Este procedimento é distinto de outro caso relativo a Israel e à Palestina, apresentado pela Assembleia Geral das Nações Unidas ao TIJ.

Um parecer consultivo “sobre as consequências jurídicas das práticas e políticas de Israel no Território Palestino Ocupado, incluindo Jerusalém Oriental”, foi de facto solicitado ao TIJ por uma resolução da Assembleia Geral das Nações Unidas, adotada em 30 de dezembro de 2022, ainda antes da eclosão do atual conflito. Este procedimento deverá ser objeto de audiência pública no dia 19 de fevereiro de 2024.

Por definição, uma opinião consultiva não é juridicamente vinculativa. No entanto, indica um caminho a seguir em termos de direito internacional e estabelece um precedente importante.

Tensão entre África do Sul e Israel

A África do Sul, que sofreu o regime do apartheid de 1948 a 1991, tem uma longa história de solidariedade com a Palestina, cujo direito à autodeterminação defende. A sua queixa surge num contexto de relações tensas com Israel. Em 17 de novembro, a Procuradoria do Tribunal Penal Internacional (TPI) recebeu um pedido de vários países, incluindo África do Sul, Bangladesh, Bolívia, Comores e Djibuti, para investigar a “situação no Estado da Palestina”.

O embaixador israelita em Pretória foi chamado de volta a 20 de novembro, antes de a Assembleia Nacional Sul-Africana adotar, com 248 votos a 91, uma moção que recomenda o encerramento da embaixada israelita até ao advento de um cessar-fogo.

A 21 de novembro de 2023, Pretória suspendeu as relações diplomáticas com Telavive e chamou de volta os seus diplomatas para protestar contra os ataques israelitas na Faixa de Gaza, descritos como “atos de genocídio”.

Israel representado por um juiz experiente em Haia

O Ministério dos Negócios Estrangeiros de Israel reagiu em 29 de dezembro à queixa da África do Sul perante o TIJ, dizendo que “Israel rejeita a difamação com desgosto”. O porta-voz do Ministro Eli Cohen criticou a África do Sul pela “exploração barata do Tribunal Internacional de Justiça”.

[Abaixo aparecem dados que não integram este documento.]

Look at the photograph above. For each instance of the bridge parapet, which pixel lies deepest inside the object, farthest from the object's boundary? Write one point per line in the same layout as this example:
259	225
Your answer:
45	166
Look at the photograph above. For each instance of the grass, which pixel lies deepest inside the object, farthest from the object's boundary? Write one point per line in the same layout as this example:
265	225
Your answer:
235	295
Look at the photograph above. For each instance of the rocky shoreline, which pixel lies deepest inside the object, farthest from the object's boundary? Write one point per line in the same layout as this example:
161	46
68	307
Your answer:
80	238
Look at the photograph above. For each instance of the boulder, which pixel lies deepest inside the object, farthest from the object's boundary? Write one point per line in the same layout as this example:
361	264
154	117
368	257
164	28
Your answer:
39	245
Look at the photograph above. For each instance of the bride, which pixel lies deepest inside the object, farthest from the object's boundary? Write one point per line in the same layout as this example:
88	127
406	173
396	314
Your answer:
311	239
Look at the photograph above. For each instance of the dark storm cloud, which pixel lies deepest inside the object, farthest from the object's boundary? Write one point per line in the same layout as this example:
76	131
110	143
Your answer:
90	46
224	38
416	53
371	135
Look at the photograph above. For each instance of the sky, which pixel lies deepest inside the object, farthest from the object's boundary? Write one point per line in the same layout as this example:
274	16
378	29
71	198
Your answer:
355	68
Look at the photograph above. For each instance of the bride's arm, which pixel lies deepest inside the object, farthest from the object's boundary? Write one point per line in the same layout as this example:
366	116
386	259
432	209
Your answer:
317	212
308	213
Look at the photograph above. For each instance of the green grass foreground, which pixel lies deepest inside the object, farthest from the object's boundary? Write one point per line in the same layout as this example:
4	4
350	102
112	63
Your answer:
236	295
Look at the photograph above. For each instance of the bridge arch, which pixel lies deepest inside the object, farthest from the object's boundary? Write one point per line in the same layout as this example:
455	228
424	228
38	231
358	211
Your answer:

O chefe do Conselho de Segurança Nacional de Israel, Tzachi Hanegbi, por sua vez declarou à imprensa que “o Estado de Israel é signatário da Convenção do Genocídio há décadas e certamente não boicotaremos o procedimento. Responderemos e rejeitaremos este pedido ridículo. A alegação infundada de que Israel não tem o direito de se defender é uma vergonha e esperamos que todos os países civilizados se juntem à nossa posição.”

Para já, “a batalha legal poderá arrastar-se por vários anos, mas a prioridade imediata de Israel é frustrar uma ordem provisória que poderia forçar um cessar-fogo em Gaza”, explica este responsável.

A nomeação de Aharon Barak, antigo presidente do Supremo Tribunal de Israel, para chefiar a delegação de juristas enviada por Israel a Haia também está a ser debatida em Israel. Este experiente jurista é criticado pelos aliados do primeiro-ministro por se opor à reforma do sistema judicial no seu país. Do lado sul-africano, Dikgang Moseneke, um magistrado sénior que foi juiz do Tribunal Constitucional e vice-chefe de justiça da África do Sul, liderará a delegação daquele país.

Consequências de uma decisão do TIJ

As medidas provisórias do TIJ não são apenas juridicamente vinculativas, mas também têm uma forte dimensão simbólica.

No entanto, é responsabilidade dos Estados aplicar as decisões do Tribunal. Como o TIJ não dispõe de meios coercivos para fazer cumprir os seus veredictos, resta apenas um mecanismo de execução se um país rejeitar um veredicto: pedir ao Conselho de Segurança que aprove uma resolução.